Turning my camera on course to the south, you can see the showers are no factor in my direction of flight.  You can also see the clouds west of the river that were reaching above 8,500 MSL are now behind me.  The Titusville Executive Airport is directly ahead of my spinner from this camera angle.  The round black item in the bottom right corner of this photo is my wet compass on top of the instrument panel.

Just two causeways between me an home base at Rockledge.

Looking west shows only a smaller scattered layer at 3,000 MSL.

Even that layer is breaking up now inland.

The Dynon and the conventional air-operated altimeter are fairly close now with the heat behind the panel now less of an issue.  I am descending for the landing back at Rockledge with the wind at this level out of the north as a tailwind.  I will set up for an approach from the south.  I have been playing with the Navaid wing leveler in both legs of today's flight.  I am hoping it will work well for the upcoming trip to Tennessee for the total eclipse of the sun, IF the weather is good for August 20-21, 2017.

The Hobbs meter adds 1.7 hours today for 393.7 hours total time on my airplane.  The next flight I make will test my video camera on top of the instrument panel, my camcorder, and the audio recording of my intercom and radio signals before the upcoming trip to Tennessee.

The temperature was close to 100 degrees on the way home via Interstate 95.

July 29, 2017:  Saturday morning and a short flight with the video camera being tested for the duration of the local flight up toward the north end of the Indian River lagoon.  I turned around and came down the WEST side of Interstate 95 to stay clear of the Jump Zone over Dunn Airport on the north side of Titusville, Florida.  It was a rare day when I saw three jumpers under canopy heading to the airport from the south side of the field.

My video test was normal.  I do need to keep a pair of pliers in the cabin to keep the jamb nut in place on the bottom of the dash-mounted camera.  I also have to set the tension on the pivot ball in the socket that allows me to turn the camera left, right, up, and down, while keeping it stable.  I also have to remember to keep the sound track active or stop recording when there is not much to see outside.

I have been doing some planning for the eclipse flight on August 21, 2017.  I have picked out a second potential flight area near Clemson, South Carolina if the preferred area north of Smithville, Tennessee does not have favorable weather conditions on that day.

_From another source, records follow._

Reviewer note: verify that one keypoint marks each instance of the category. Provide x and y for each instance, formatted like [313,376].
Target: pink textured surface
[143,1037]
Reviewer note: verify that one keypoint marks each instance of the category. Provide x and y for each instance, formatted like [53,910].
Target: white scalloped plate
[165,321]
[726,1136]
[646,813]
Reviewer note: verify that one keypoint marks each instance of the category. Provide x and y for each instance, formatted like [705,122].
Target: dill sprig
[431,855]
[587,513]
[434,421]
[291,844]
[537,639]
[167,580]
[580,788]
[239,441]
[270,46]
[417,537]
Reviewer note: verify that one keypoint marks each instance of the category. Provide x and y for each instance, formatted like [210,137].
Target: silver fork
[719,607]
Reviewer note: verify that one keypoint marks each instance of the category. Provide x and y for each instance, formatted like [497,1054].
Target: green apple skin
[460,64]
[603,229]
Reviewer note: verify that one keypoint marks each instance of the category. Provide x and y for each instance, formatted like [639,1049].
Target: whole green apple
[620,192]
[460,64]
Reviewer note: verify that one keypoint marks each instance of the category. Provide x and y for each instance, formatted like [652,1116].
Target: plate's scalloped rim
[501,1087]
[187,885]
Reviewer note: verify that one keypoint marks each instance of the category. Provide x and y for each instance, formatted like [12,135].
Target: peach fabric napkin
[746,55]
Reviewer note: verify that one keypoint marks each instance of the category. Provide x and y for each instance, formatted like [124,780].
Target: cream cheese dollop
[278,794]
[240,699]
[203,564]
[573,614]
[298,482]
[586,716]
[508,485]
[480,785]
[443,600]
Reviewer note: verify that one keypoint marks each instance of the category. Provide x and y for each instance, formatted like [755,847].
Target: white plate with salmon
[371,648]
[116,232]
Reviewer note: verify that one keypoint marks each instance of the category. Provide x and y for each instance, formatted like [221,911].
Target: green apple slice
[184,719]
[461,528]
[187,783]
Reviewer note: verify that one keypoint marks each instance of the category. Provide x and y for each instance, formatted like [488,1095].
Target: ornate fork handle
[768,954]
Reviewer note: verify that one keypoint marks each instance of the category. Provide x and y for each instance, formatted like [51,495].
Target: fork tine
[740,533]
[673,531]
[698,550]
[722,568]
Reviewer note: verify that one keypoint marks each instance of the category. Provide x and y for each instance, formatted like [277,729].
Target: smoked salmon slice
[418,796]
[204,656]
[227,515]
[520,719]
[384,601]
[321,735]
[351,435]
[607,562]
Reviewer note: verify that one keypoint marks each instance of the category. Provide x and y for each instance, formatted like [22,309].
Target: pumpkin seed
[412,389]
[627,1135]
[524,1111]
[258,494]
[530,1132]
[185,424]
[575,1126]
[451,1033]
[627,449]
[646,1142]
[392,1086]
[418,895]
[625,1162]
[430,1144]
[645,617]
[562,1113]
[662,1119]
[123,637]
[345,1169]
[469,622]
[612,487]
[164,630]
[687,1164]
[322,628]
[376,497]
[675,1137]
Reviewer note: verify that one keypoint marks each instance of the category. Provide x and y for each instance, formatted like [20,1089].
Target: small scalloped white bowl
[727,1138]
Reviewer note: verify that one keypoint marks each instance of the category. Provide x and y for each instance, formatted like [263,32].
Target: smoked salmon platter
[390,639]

The Hobbs meter added 0.8 hours today.  I took this photo in the hangar after the flight.  The black bag contains my digital video camcorder.  Sunday night I hooked it up to my old IBM computer via Firewire plug-in card and made sure I remembered how to download a video.  As I was getting this web page ready to publish, I found an old video I took accidentally in Chattanooga a few years ago in flight when I was using my Fuji Fine Pix S700 snapshot camera.  It has a video mode that saves the video in a WMV format.  The engine noise was not too loud as there appears to be audio gain limiting in the camera.  I may have had my finger over the built-in microphone.  I will check it out later.  I have set aside an empty formatted 2 GB memory card to use for the eclipse movie with the S700 camera.  I have made a solar filter I can put on the camera during the partial eclipse.  I will remove the filter during the total eclipse, which should not be too bright for my image sensor.  This is my plan when in flight during the eclipse.  The digital video camcorder will be looking at the ground ahead as the dark shadow of the total eclipse approaches and departs when I reverse course.  According to the data I have gathered from the NASA eclipse page, the 2 minutes 40 seconds duration of total eclipse produced a calculation of 1,615 MPH ground speed for the 70-mile wide shadow to cross a spot on the eclipse path center line in central Tennessee.